The zoning appeals board stayed its proceedings pending the outcome of the federal case.
By PETER H. MILLIKEN
VINDICATOR STAFF WRITER
AUSTINTOWN -- The township is being waltzed into federal court over a zoning provision concerning exotic dancing and sexually oriented businesses.
A lawyer representing The Rebel Lounge has filed a federal lawsuit challenging the constitutionality of part of the township's zoning ordinance.
Atty. Stephen R. Garea filed the suit against the township Thursday afternoon in U.S. District Court in Youngstown on behalf of Leber Inc., which operates the lounge in a business district at 5335 Seventy-Six Drive.
About lawsuit: The suit says the section of the zoning ordinance under which Michael P. Kurilla Jr., township zoning inspector, cited the lounge for regularly featuring topless dancers without getting special permission to operate a sexually oriented business, is unconstitutional.
Garea said the section violates the First Amendment freedom of expression provisions, Fourth Amendment prohibitions against unreasonable search and seizure, Fifth Amendment prohibition against taking of private property without just compensation and 14th Amendment due process provision of the U.S. Constitution.
"The legislation is arbitrary, oppressive and capricious and unreasonably requires the plaintiff to submit to controls not imposed on other similarly situated businesses or properties," the suit says.
The lounge had appealed Kurilla's notice of violation to the township board of zoning appeals, which had scheduled a hearing on the matter for Thursday evening.
Received a stay: As the hearing was to begin, Garea asked for and received from the board a stay of its proceedings pending the outcome of the lawsuit he had filed just hours earlier. The case has been assigned to U.S. District Judge Peter C. Economus, who sits in Youngstown.
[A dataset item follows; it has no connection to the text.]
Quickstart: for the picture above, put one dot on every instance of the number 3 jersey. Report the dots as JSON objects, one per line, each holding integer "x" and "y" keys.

Garea said he will seek to have the Rebel case combined with a pending federal case filed against the township on behalf of the Babylon lounge, which challenges the same section of the zoning ordinance and is before Judge Economus. The board issued a similar stay of its proceedings in the Babylon case, Garea said.
Kurilla said he believes the sexually oriented business section of the township zoning ordinance is constitutional "until otherwise told by a court."